Friday, March 4th, 2016
Speaker shares tale of long ago organized crime
By Ed Gebert
Photo by Ed Gebert/The Daily Standard
John Carnes, Allen County Museum curator, on Thursday evening wove a true tale of an early 20th century crime spree, local history, family history and a group of professional criminals known as yeggs.
ST. MARYS - A true tale of an early 20th century crime spree from a group of organized criminals known as yeggs was interwoven on Thursday with family and local histories of Auglaize and Allen counties.
Allen County Museum Curator John Carnes spoke at the St. Marys Community Public Library about the yeggs and their connection to his family.
The story began with the 1901 murder of Carnes' great-grandfather, John F. Shively, a Kossuth saloon operator, and wound through a number of crimes, including an attempted bank robbery in Minster, a blown-up safe in Wilmington and a home-invasion robbery near Cridersville, Carnes said in the talk sponsored by the Auglaize County Historical Society. The spree was said to be tied to the group of yeggs, a term that describes professional criminals, especially ones who work with explosives.
For Carnes, learning about the yeggs started with a bit of family history he picked up as a boy from his grandmother.

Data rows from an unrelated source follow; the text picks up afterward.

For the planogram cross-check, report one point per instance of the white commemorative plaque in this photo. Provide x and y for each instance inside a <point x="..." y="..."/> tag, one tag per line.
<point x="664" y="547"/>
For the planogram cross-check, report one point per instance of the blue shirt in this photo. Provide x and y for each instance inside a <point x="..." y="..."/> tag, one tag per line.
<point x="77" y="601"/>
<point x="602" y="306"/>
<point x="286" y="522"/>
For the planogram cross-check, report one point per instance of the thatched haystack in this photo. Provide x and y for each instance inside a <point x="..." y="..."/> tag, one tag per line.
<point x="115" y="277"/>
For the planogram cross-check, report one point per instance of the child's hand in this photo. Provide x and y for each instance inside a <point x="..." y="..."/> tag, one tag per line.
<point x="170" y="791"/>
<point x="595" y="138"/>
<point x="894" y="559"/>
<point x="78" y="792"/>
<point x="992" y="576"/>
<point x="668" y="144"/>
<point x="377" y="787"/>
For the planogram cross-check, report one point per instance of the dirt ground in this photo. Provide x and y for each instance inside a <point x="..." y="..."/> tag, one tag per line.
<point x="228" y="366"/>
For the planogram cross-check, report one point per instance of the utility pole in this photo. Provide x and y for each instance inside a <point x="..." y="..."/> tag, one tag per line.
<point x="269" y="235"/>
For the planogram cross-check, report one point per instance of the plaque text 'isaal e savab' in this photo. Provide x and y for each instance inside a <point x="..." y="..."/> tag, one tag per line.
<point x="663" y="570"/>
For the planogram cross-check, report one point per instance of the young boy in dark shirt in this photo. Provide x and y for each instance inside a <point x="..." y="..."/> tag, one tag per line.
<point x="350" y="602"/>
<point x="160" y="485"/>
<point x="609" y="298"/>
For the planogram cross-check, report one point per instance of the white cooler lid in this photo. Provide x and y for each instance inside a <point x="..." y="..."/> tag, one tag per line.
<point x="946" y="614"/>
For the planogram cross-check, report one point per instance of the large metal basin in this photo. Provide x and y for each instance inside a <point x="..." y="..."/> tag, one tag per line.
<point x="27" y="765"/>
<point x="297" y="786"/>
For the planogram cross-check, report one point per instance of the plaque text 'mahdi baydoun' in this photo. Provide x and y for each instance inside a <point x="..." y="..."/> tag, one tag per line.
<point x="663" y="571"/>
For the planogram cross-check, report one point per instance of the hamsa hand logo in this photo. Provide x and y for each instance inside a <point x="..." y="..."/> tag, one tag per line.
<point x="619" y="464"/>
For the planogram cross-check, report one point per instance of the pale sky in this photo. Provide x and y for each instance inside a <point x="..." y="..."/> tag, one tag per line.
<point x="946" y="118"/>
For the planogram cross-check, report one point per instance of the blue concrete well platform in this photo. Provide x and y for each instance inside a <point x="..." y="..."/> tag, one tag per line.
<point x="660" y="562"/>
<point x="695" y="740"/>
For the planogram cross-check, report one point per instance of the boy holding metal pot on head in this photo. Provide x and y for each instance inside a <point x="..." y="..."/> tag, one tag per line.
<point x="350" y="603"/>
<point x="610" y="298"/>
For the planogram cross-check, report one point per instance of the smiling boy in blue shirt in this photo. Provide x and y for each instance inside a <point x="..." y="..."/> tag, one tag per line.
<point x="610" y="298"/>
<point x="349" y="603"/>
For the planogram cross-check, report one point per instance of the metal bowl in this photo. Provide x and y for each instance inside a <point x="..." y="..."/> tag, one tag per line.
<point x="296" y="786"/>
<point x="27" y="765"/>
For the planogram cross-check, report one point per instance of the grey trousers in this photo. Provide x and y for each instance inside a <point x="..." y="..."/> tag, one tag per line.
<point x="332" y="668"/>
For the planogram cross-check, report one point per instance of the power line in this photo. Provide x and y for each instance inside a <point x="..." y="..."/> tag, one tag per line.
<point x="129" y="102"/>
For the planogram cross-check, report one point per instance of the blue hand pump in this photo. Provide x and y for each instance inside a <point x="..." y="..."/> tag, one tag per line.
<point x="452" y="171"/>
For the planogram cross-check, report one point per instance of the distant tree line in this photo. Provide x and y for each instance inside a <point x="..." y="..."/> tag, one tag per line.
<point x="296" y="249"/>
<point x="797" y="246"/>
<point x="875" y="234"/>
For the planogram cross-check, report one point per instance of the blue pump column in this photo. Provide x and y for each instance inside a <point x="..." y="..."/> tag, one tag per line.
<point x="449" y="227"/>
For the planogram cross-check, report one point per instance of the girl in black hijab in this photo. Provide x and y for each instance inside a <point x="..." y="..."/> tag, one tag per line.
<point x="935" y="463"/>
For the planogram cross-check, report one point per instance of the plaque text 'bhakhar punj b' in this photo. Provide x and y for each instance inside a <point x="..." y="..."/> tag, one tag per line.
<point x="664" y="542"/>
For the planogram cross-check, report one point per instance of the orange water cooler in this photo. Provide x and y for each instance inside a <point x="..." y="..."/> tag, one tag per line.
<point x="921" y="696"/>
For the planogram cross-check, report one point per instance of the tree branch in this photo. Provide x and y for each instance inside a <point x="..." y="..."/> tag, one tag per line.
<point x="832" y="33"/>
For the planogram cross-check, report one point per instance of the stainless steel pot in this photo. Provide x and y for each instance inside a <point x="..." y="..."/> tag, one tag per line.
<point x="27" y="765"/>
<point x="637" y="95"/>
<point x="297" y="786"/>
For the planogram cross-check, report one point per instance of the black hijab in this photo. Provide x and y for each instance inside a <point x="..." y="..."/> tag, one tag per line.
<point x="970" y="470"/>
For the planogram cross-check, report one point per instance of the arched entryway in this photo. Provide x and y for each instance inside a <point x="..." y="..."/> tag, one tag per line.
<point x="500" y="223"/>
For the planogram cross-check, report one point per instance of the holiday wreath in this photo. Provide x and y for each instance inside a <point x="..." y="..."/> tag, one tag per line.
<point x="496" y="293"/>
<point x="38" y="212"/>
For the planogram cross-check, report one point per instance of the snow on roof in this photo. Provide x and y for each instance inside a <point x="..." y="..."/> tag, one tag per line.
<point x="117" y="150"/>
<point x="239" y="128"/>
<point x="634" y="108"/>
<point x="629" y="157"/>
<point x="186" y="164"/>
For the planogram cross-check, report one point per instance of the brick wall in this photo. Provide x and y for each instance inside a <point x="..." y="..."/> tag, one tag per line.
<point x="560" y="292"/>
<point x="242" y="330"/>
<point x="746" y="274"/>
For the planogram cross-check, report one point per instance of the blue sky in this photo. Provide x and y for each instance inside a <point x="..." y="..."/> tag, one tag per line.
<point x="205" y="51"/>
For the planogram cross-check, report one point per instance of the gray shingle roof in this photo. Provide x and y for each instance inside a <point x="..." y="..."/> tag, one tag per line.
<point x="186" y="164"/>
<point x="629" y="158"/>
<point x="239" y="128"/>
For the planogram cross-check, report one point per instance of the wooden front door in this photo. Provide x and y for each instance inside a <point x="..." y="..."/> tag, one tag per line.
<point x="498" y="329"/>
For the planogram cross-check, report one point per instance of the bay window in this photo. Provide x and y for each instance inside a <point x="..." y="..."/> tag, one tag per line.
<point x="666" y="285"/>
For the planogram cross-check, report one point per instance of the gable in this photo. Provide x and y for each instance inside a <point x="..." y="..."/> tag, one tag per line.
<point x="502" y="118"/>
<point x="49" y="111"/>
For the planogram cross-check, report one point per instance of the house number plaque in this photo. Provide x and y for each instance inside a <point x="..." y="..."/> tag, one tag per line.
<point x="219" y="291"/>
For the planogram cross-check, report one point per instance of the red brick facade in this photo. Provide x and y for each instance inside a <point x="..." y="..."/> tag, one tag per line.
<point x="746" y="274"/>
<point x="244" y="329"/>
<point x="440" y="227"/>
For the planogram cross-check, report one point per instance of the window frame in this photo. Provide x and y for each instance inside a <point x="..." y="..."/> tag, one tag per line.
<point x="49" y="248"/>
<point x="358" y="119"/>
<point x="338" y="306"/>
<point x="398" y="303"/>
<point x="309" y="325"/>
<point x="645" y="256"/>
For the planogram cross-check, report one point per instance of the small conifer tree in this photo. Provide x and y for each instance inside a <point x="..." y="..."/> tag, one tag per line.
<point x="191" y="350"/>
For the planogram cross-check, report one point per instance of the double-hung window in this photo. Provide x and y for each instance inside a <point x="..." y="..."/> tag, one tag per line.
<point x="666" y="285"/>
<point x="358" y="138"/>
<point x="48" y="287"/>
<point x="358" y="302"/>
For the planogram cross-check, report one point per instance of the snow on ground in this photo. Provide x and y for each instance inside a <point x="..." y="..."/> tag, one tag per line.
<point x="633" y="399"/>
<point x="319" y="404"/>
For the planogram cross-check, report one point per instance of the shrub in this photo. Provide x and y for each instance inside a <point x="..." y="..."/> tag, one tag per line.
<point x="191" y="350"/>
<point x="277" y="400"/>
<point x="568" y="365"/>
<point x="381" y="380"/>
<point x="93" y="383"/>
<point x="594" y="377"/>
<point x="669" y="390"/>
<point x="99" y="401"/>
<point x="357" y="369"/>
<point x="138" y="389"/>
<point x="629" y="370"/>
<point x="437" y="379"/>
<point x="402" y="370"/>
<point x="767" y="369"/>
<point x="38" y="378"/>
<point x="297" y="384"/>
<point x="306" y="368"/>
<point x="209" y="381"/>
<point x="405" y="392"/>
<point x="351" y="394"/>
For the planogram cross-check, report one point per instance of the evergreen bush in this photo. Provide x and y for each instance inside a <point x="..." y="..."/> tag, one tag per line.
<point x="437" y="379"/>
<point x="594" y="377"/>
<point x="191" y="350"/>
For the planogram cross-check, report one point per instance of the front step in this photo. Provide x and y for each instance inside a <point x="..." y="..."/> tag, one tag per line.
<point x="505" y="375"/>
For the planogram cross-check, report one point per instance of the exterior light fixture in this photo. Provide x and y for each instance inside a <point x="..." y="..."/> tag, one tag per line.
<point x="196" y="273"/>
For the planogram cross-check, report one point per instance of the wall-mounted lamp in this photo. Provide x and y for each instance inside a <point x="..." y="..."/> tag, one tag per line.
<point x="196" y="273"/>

"Growing up, I'd go upstairs at her house and in the back room were these two portraits" he remembered. "I asked her about them one day, and she told me that the one was her father and what had happened. She said that a posse had gone after the killers and never found them, and that was the end of it. Of course, as a kid, I had Wild West sort of notions, and it's not too far from that. It always stayed with me."
The story follows accounts of a group of criminals and the havoc they caused while trying to steal from area businesses and residences. The discovery of a newspaper account from 1904 opened a whole new set of doors for Carnes.
"Initially I started writing up a family history, and this was a simple story as part of the family history but it's gone beyond simple," he said. "I still have a lot more to dig up, hopefully."
Carnes's account of the yeggs gives a less peaceful picture of the area than most had learned.
"There was definitely organized crime involved in not just Allen County and the Lima area, but Auglaize County, Mercer County and beyond," he said. "There was an organized network of these yeggs, and they were pretty active until the World War I time frame, and then they were replaced by a different type of criminal, the ones of the late '20s and early '30s that were pretty prevalent in this area too."
The mix of family history, area history and unsolved crimes draws in Carnes.
"The story fascinates me because I have a personal stake in it," he admitted. "It was good to see that in a lot of the articles I found, the local authorities, whether police departments or sheriff's departments were on their game. They knew about these guys, and they tried to keep watch on them. That was kind of a surprise for that time frame. There were definite professionals in the law enforcement business back in the 1900s."
The Shively murder is more than a 115-year-old cold case for Carnes and is a truthful account by his grandmother and the incident that ended her relationship with her father.
"When I talked to her about him, she was so sad when she was talking about him," Carnes related. "She only had one memory of him, and that was sitting on the bar as a little girl, and men would come up wanting their lunch pails filled with beer after the work day. It was a German community, and that was a traditional thing to do, to have the beer with the evening meal. She remembered sitting on the bar, watching her father fill these pails. That was her only memory of him."